Queen Elizabeth focused on what she called the value of doing small things with great love in her annual Christmas message, reflecting on inspirational examples of "ordinary people doing extraordinary things."
"It's understandable that we sometimes think the world's problems are so big that we can do little to help," she said.
"On our own, we cannot end wars or wipe out injustice, but the cumulative impact of thousands of small acts of goodness can be bigger than we imagine."
The Queen, who is the head of the Church of England, also referred to the life of Jesus, noting that despite his humble beginnings and maligned life, billions of people now rely on his teachings and draw inspiration from his example.
The monarch paid tribute to the British athletes who took part in the Olympic games in Brazil and the staff at the air ambulance base in Cambridge where her grandson Prince William works as a helicopter pilot.
She also noted that her husband's "Duke of Edinburgh Award Scheme" and son Prince Charles' "Prince's Trust", both charitable organisations that support young people, had reached significant milestones this year - 60 and 40 years respectively.
The British monarch was 25 when she ascended the throne in 1952, learning of her father George VI's death while travelling in Kenya. After six decades, her early life was this year serialised in a popular Netflix television show The Crown.
The seasonal royal messages date back to King George V in 1932 and are usually pre-recorded from the monarch's London residence, Buckingham Palace.
Queen misses church service
The Queen missed the traditional Christmas church service for the first time in decades due to a heavy cold, a Buckingham Palace spokesman said.
The world's longest-reigning living monarch, and her husband are both suffering what the Palace described as heavy colds this week, delaying their journey to their Sandringham country residence in eastern England by a day, where they spend Christmas. They travelled there by helicopter on Thursda instead.
She has attended the Christmas service at the parish church of St.

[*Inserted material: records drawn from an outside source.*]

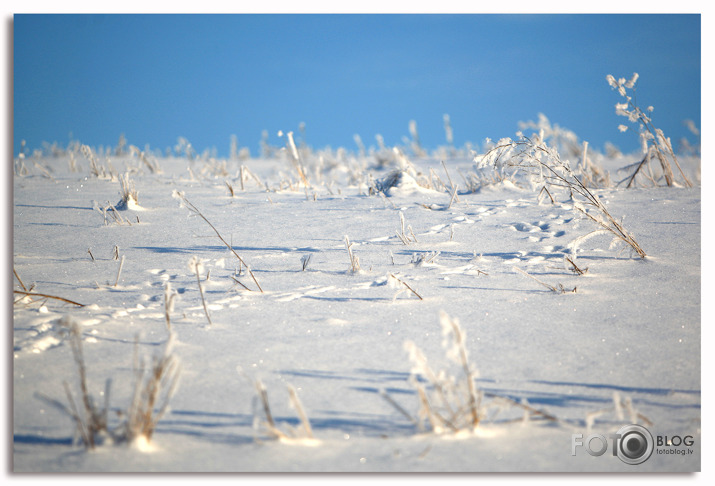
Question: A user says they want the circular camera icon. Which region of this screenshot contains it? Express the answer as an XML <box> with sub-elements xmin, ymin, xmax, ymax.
<box><xmin>616</xmin><ymin>425</ymin><xmax>653</xmax><ymax>465</ymax></box>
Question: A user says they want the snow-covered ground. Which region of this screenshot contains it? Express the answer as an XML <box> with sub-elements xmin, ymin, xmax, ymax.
<box><xmin>13</xmin><ymin>140</ymin><xmax>701</xmax><ymax>472</ymax></box>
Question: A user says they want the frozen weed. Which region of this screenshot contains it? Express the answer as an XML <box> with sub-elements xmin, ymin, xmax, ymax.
<box><xmin>606</xmin><ymin>73</ymin><xmax>693</xmax><ymax>187</ymax></box>
<box><xmin>387</xmin><ymin>273</ymin><xmax>422</xmax><ymax>302</ymax></box>
<box><xmin>172</xmin><ymin>190</ymin><xmax>263</xmax><ymax>293</ymax></box>
<box><xmin>475</xmin><ymin>134</ymin><xmax>646</xmax><ymax>258</ymax></box>
<box><xmin>381</xmin><ymin>312</ymin><xmax>558</xmax><ymax>434</ymax></box>
<box><xmin>345</xmin><ymin>235</ymin><xmax>360</xmax><ymax>273</ymax></box>
<box><xmin>252</xmin><ymin>379</ymin><xmax>316</xmax><ymax>444</ymax></box>
<box><xmin>36</xmin><ymin>318</ymin><xmax>179</xmax><ymax>449</ymax></box>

Mary Magdalene in Sandringham every year since the family started celebrating Christmas there in 1988.
The Duke was driven to church and walked in unaided, while Prince Charles, heir to the throne, walked to the church with his wife, the Duchess of Cornwall and other members of the family.
"The Queen continues to recover from a heavy cold and will stay indoors to assist with her recovery," a palace spokesman said. "Her Majesty will participate in the Royal Family Christmas celebrations during the day."
The Queen's other children, Anne, Andrew and Edward attended along with Prince Harry, Charles's second son. Prince William, second-in-line to the throne, was spending Christmas with the parents of his wife, the Duchess of Cambridge.